Deploying a hydrophone to measure ice sounds (Source: Phys Org)
Deploying a hydrophone to measure ice sounds (Source: Phys Org).

In the study, the researchers noted that the cackle of icebergs changes based on its relative position to the hydrophone and speed of melting. Care must be taken to remove recordings that are made within 20m of an iceberg to avoid the effects of near-field noise interference, while calls from bearded seals also had to be excluded from analysis.

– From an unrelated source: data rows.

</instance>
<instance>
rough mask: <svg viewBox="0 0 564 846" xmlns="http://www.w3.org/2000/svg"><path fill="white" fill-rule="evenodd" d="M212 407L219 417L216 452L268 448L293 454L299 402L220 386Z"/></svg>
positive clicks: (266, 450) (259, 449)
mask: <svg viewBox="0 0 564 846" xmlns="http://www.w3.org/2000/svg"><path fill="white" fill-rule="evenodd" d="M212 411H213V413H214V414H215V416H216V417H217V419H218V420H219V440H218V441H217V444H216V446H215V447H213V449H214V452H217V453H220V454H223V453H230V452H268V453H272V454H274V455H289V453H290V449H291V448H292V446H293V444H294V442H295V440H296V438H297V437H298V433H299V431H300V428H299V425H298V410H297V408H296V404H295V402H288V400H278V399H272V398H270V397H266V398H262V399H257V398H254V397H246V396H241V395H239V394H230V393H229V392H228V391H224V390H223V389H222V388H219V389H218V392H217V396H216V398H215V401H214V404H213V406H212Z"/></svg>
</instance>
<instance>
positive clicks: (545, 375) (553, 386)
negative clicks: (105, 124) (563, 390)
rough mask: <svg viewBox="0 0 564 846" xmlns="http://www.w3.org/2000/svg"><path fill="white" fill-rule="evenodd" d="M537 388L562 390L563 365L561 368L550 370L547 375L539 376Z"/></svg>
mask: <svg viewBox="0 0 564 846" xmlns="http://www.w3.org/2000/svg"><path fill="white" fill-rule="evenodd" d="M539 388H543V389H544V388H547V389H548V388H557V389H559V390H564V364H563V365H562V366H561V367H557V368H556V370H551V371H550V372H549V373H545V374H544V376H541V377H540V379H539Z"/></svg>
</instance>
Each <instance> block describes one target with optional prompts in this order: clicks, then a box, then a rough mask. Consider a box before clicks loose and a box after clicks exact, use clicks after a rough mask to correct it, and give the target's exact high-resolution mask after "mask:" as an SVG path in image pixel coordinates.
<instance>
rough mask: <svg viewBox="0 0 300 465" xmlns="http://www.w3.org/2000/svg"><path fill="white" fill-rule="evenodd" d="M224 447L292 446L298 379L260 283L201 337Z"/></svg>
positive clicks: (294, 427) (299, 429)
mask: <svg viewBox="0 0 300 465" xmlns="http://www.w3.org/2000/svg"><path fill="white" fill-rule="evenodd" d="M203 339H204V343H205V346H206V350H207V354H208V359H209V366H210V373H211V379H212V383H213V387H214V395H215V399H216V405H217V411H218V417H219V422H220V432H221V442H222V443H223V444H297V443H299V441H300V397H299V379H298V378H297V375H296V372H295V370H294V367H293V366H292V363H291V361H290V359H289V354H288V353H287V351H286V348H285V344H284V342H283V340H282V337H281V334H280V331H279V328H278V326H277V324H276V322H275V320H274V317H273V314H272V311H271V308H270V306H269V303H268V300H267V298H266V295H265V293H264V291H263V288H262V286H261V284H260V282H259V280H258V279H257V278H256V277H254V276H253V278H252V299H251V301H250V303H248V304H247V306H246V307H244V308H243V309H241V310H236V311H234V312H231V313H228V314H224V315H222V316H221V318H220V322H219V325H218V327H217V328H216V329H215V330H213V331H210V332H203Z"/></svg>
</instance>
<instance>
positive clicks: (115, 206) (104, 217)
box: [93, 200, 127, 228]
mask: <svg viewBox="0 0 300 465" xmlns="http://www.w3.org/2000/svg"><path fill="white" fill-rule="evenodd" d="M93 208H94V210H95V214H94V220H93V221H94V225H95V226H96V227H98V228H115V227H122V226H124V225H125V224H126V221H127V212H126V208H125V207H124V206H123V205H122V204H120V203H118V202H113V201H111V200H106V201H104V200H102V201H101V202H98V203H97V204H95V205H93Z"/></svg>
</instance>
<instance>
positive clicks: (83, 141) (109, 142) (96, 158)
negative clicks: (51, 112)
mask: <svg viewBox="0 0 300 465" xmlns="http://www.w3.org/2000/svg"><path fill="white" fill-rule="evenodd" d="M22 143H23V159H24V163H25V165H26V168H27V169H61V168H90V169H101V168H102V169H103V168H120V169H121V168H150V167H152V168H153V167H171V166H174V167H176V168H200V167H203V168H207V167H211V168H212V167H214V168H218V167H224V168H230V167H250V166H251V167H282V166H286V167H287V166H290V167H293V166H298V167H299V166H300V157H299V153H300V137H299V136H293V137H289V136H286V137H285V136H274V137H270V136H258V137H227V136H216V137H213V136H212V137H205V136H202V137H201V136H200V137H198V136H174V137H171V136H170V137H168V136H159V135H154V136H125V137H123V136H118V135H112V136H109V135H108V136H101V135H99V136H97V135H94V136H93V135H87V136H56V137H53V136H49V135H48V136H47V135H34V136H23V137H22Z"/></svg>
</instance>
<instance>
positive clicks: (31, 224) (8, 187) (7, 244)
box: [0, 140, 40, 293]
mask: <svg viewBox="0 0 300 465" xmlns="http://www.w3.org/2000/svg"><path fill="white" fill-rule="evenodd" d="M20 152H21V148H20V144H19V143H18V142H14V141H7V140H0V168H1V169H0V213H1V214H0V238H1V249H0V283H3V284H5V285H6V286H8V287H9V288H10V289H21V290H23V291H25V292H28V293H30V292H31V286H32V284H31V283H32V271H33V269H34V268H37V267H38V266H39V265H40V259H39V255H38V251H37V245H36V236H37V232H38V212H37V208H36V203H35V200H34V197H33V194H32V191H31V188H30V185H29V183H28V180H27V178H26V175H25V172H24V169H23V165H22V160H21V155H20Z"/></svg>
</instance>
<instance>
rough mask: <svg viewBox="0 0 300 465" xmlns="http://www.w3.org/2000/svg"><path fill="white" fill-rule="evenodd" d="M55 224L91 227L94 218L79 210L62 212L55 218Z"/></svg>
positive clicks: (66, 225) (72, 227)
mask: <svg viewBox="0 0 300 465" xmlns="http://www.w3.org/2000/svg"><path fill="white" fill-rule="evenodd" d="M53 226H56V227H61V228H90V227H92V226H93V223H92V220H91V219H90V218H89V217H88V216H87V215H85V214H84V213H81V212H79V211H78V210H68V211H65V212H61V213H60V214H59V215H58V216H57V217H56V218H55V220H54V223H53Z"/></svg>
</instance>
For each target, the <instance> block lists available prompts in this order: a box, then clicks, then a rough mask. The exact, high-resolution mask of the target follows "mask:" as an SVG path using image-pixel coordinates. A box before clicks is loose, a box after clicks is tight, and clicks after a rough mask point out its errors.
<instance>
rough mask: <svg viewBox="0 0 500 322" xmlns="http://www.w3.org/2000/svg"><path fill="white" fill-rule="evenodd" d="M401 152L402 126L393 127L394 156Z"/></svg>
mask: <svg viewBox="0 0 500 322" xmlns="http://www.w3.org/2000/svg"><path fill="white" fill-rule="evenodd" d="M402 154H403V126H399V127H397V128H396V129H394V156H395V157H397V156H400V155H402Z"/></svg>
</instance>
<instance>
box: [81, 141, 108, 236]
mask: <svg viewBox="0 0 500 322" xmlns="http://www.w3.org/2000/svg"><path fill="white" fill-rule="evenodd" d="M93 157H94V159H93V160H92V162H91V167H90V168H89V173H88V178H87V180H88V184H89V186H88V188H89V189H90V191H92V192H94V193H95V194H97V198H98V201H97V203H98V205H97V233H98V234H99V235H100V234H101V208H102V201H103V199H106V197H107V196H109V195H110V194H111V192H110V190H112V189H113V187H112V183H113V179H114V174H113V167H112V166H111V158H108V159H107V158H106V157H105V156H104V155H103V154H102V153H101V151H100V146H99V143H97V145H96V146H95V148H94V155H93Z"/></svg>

Moreover, this relationship can be different according to environmental conditions, as changing water temperature causes variation in the shape and size of air bubbles trapped in the ice, and hence the specific song that the ice sings under different conditions. Other complications include sound reflection from the sea surface or ocean bottom and changes in the direction of wave propagation driven by spatial and temporal differences in water temperature and salinity.

“Fortunately, we can take into account all of these factors using accurate mathematical models, which are available as computer programs,” Glowacki said. However, he reckons that transferring cryoacoustics into a real tool in glaciology may take a few years of intensive research, requiring laboratory experiments and studies in other ice-covered regions of Greenland, Alaska and Antarctica.

With more work, noises of melting glaciers might not only identify, but also accurately measure glacier retreat. Nevertheless, the sounds of melting ice are an obvious call from nature that climate change is real.